Sec. 38.105. REQUIRED CARE OF STUDENTS WITH DIABETES. (a)
At the request of a parent or guardian of a student with diabetes
and in compliance with the student's medical management plan, a
trained diabetes care provider shall:
(1) respond to the student's blood glucose level if it
is outside the target range specified in the medical management
plan;
(2) administer glucagon to the student;
(3) administer insulin to the student or assist the
student in administering insulin through an insulin delivery system
that the student uses;
(4) provide oral diabetes medication to the student;
(5) check and record the student's blood glucose
levels and ketone levels or assist the student with checking and
recording those levels; and
(6) assist the student in following instructions
regarding meals, snacks, and physical activity.

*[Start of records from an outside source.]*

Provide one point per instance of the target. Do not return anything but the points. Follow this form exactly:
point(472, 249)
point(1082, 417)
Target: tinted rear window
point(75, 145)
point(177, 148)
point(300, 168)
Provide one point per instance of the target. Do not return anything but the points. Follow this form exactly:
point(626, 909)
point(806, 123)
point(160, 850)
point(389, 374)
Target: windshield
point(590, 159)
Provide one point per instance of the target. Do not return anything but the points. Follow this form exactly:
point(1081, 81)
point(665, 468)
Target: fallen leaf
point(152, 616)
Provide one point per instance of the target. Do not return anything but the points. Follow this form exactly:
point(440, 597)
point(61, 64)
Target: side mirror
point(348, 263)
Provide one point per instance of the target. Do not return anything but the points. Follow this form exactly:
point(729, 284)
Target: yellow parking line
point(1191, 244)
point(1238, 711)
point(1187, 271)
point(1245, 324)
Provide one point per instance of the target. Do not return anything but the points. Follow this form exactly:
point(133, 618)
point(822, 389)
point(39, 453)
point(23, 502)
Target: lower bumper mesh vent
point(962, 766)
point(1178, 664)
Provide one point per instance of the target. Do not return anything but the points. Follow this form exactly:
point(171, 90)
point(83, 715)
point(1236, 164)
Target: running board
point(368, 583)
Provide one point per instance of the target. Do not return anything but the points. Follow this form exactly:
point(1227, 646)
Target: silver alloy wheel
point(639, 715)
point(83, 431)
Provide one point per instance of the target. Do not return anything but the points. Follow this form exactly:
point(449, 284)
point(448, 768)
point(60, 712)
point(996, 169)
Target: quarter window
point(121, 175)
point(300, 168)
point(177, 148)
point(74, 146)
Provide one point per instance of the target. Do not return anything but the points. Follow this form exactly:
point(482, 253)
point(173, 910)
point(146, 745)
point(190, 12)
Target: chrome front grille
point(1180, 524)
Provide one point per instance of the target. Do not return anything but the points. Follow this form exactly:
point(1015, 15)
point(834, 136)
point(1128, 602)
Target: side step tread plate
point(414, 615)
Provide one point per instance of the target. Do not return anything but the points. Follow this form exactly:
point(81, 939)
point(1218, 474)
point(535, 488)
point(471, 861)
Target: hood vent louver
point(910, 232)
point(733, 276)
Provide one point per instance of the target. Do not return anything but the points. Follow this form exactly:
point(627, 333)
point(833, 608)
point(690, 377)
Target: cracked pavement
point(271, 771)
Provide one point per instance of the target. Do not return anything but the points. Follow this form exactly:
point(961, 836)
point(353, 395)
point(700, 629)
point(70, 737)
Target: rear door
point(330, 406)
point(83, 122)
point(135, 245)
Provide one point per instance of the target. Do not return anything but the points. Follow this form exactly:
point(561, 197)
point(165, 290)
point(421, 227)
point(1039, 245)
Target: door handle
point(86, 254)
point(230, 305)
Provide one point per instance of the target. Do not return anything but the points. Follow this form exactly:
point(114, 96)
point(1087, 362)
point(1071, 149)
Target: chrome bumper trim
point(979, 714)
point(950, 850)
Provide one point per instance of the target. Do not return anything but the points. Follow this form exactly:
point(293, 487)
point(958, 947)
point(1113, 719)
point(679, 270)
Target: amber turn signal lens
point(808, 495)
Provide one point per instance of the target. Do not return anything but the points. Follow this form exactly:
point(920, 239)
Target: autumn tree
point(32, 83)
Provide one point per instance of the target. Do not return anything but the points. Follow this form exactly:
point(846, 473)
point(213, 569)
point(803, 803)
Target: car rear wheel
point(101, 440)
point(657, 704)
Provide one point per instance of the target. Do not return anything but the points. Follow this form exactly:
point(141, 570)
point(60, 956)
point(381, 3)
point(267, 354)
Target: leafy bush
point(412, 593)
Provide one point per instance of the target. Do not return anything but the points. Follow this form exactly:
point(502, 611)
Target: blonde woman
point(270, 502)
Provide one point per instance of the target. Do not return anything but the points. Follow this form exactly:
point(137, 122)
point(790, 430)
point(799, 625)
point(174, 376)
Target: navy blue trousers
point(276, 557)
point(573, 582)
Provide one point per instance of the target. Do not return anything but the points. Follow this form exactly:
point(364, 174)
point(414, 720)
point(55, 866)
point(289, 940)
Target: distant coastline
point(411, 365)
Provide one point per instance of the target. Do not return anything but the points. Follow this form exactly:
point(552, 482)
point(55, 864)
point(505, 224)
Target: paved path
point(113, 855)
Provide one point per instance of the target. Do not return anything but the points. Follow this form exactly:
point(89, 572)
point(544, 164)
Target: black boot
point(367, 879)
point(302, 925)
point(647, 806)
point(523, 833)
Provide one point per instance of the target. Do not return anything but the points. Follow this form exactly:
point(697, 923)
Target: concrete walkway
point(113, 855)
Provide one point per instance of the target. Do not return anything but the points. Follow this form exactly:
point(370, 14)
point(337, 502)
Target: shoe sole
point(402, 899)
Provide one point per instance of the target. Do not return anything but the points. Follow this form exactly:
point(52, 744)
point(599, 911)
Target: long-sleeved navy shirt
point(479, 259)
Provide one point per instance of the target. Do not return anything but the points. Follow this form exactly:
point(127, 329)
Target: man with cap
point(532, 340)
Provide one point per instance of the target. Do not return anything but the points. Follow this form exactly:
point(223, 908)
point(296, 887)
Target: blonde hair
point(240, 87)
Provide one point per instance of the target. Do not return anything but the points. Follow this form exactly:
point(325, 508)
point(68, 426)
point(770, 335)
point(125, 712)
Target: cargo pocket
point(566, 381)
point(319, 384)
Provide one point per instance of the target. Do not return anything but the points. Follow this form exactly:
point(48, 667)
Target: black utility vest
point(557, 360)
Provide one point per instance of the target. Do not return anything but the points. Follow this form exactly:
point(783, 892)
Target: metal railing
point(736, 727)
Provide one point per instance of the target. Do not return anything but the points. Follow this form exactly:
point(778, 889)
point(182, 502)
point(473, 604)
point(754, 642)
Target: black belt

(b) A school shall ensure that at least one trained diabetes
care provider is present and available to provide the required care
to a student with diabetes:
(1) during the regular school day;
(2) during any school-sponsored before-school or
after-school program in which a student with diabetes participates;
(3) on any field trip that a student with diabetes
takes;
(4) during any extracurricular activity in which a
student with diabetes participates; and
(5) on a school bus on which a student with diabetes is
transported, if the bus driver has not received the training
required by Section 38.104.
(c) A school district may not restrict the assignment of a
student with diabetes to a particular campus on the basis that the
campus does not have the required trained diabetes care providers.
(d) A trained diabetes care provider who performs an
activity described by Subsection (a) in compliance with the medical
management plan of a student with diabetes:
(1) is not considered to be engaging in the practice
of:
(A) professional nursing under Chapter 301,
Occupations Code, or other state law; or
(B) vocational nursing under Chapter 302,
Occupations Code, or other state law; and
(2) is exempt from any applicable state law or rule
that restricts the activities that may be performed by a person who
is not a health care professional.
Sec. 38.106. INDEPENDENT MONITORING AND TREATMENT. On the
written request of a parent or guardian of a student with diabetes,
and if permitted by the student's medical management plan, a school
may permit the student to:
(1) perform blood glucose level checks;
(2) administer insulin through the insulin delivery
system the student uses;
(3) treat hypoglycemia and hyperglycemia;
(4) possess on the student's person at any time any
supplies or equipment necessary to monitor and care for the
student's diabetes; and
(5) otherwise attend to the management and care of the
student's diabetes in the classroom, in any area of the school or
school grounds, or at any school-related activity.
Sec. 38.107. IMMUNITY FROM LIABILITY. (a) A physician,
school nurse, or school employee is immune from liability for civil
damages resulting from an action taken in compliance with this
subchapter if the person acted in the same manner as an ordinarily
reasonable and prudent person would have acted under the same or
similar circumstances.
(b) If a physician, school nurse, or school employee is
immune from liability under Subsection (a), the school that employs
the person is also immune from liability.
SECTION 2. Subchapter C, Chapter 38, Education Code,
applies beginning with the 2004-2005 school year.
SECTION 3. This Act takes effect September 1, 2003.